Die Verteidigung legte Einspruch gegen die gerichtliche Verwertung der vom Angeklagten in dem Video gemachten Aussagen ein. Sie begründete dies damit, dass der Angeklagte weder über seine Rechte als Beschuldigter noch über sein Zeugnisverweigerungsrecht aufgeklärt worden sei. Nach dem Video wurden Aussagen des Angeklagten verlesen, die dieser bei einer polizeilichen Vernehmung nach der Hausdurchsuchung gemacht hatte. Demnach sagte der 51-Jährige, dass er keinerlei Hinweise auf die Tat gehabt habe. Auf die Frage, warum die Tatwaffe nicht im Waffentresor aufbewahrt wurde, habe er geantwortet: “Zum eigenen Schutz“. Er habe seinem Sohn nie erzählt, dass die Waffe in dem Schrank liege, schließe aber nicht aus, dass dieser ihn möglicherweise dabei beobachtet haben könnte, wie er die Waffe nach dem Schießtraining in den Kleiderschrank legte.

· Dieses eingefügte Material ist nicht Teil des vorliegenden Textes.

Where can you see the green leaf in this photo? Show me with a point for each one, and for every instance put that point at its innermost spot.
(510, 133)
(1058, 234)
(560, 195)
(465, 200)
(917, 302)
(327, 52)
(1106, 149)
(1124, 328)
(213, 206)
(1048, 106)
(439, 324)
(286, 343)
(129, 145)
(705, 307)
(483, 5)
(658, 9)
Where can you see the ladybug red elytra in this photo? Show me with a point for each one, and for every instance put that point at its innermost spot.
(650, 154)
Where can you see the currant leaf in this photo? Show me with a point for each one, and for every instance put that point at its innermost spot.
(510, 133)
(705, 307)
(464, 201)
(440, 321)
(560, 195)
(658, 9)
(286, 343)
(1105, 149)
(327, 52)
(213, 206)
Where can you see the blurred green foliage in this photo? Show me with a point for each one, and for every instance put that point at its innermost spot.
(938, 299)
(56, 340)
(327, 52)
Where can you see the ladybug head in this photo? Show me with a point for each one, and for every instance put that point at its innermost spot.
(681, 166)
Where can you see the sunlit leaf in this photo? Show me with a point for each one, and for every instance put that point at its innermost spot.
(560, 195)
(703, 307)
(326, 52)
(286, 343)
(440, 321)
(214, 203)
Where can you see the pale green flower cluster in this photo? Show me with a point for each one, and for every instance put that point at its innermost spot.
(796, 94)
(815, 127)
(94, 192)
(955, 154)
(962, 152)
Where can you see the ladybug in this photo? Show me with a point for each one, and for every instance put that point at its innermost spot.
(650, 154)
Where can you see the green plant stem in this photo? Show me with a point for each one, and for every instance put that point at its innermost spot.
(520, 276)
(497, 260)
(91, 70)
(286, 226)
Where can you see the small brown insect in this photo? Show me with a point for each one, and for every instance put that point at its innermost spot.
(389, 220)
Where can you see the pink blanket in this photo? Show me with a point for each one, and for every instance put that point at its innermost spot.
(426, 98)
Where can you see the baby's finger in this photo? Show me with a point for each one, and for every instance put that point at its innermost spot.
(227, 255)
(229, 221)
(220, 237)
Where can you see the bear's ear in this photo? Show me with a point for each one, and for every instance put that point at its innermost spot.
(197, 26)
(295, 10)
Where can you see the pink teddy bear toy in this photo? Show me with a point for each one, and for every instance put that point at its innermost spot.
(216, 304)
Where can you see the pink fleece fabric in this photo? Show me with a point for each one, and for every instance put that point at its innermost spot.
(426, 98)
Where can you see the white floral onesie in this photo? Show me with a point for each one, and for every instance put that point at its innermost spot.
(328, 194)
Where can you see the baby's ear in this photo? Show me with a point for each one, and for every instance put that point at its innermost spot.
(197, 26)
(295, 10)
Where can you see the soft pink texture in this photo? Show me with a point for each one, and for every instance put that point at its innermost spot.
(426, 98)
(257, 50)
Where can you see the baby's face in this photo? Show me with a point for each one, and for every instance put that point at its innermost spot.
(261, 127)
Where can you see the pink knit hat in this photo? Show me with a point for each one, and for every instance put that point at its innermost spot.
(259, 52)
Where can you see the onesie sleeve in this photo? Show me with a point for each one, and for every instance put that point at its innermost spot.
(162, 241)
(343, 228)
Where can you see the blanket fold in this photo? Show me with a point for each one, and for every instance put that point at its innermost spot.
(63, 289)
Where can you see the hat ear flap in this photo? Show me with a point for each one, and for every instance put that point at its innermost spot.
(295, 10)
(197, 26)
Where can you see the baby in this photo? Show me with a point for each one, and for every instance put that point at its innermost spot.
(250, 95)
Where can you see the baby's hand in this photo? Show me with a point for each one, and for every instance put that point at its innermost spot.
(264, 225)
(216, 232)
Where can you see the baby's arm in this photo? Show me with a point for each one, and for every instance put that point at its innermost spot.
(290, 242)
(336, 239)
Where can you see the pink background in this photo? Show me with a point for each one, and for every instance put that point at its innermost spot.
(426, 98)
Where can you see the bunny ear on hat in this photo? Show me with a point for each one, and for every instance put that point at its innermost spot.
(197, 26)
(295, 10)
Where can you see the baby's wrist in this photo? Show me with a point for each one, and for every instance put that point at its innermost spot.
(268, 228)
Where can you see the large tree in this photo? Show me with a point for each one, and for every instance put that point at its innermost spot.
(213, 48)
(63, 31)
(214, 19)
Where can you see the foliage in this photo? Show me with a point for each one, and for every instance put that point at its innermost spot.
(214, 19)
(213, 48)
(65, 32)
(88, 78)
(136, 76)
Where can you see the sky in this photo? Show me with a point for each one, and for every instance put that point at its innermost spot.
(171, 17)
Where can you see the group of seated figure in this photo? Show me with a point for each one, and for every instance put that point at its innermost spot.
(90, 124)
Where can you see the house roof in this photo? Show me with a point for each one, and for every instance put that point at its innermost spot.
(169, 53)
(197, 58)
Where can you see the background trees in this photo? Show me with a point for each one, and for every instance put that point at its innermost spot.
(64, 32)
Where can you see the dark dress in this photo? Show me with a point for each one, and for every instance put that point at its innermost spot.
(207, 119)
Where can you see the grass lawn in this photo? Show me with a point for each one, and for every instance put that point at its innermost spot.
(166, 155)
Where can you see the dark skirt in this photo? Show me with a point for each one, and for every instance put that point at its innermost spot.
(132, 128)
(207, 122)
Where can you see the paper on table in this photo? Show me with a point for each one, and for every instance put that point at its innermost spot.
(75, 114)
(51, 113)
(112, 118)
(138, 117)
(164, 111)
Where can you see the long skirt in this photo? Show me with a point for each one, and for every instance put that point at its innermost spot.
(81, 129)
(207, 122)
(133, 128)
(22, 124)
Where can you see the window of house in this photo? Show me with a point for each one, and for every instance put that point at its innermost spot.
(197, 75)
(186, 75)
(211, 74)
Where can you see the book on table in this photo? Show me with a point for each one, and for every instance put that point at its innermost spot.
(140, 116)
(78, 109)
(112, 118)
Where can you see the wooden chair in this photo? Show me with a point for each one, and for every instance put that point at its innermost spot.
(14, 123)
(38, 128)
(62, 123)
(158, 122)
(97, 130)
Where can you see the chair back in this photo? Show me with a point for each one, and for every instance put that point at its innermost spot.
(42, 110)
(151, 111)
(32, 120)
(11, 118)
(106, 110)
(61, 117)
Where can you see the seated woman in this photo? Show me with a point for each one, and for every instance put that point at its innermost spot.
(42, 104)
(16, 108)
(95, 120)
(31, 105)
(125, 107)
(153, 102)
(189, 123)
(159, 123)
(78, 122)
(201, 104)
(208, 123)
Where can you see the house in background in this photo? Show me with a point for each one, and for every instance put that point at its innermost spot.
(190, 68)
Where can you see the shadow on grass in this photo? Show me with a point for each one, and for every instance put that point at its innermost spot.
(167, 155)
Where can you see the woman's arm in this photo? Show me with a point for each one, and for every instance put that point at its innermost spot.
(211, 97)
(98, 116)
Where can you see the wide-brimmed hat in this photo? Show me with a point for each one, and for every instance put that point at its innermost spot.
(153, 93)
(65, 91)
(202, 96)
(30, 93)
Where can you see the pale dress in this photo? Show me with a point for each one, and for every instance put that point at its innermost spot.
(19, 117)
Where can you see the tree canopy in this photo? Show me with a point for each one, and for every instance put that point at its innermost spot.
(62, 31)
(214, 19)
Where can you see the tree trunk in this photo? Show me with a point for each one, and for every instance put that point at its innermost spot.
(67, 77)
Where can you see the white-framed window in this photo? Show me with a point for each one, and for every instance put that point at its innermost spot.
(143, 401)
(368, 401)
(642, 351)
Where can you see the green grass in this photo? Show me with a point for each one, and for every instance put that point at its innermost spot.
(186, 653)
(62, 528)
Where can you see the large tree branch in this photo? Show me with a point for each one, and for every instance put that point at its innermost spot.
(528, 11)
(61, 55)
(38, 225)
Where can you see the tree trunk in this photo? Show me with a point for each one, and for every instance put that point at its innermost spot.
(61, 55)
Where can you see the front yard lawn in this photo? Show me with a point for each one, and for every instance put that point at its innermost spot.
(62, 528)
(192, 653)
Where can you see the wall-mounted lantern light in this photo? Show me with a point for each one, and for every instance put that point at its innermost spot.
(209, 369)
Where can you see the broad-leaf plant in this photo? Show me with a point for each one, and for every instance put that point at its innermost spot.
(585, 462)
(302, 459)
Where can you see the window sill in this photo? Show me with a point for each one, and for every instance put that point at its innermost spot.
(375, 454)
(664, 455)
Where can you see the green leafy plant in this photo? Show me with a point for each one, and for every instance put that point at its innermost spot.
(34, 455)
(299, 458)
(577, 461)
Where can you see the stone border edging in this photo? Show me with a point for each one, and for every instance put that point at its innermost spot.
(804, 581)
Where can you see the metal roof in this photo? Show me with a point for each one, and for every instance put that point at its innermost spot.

Angeklagter: “Das war vielleicht am besten so“

Kriminalhauptkommissar Jürgen Stimpfle, der Tim K.s Vater damals vernommen hatte, sagte aus, der Angeklagte habe einen “bedrückten, aber gefassten Eindruck“ gemacht. Als er ihn im Laufe der Befragung über den Tod seines Sohnes informiert habe, habe der Angeklagte gesagt: “Das war vielleicht am besten so.“

Mehrere Nebenkläger verließen aus Protest den Gerichtssaal

Während der Befragung verließen sieben Nebenkläger aus Protest gegen die Vorgehensweise der Verteidigung vorübergehend den Gerichtssaal. Dadurch dass einige Fragen mehrfach gestellt würden, würden alte Wunden wieder aufgerissen, erklärten sie. Der Prozess wird am Dienstag (19. Oktober) mit der Vernehmung zweier Waffensachverständiger fortgesetzt.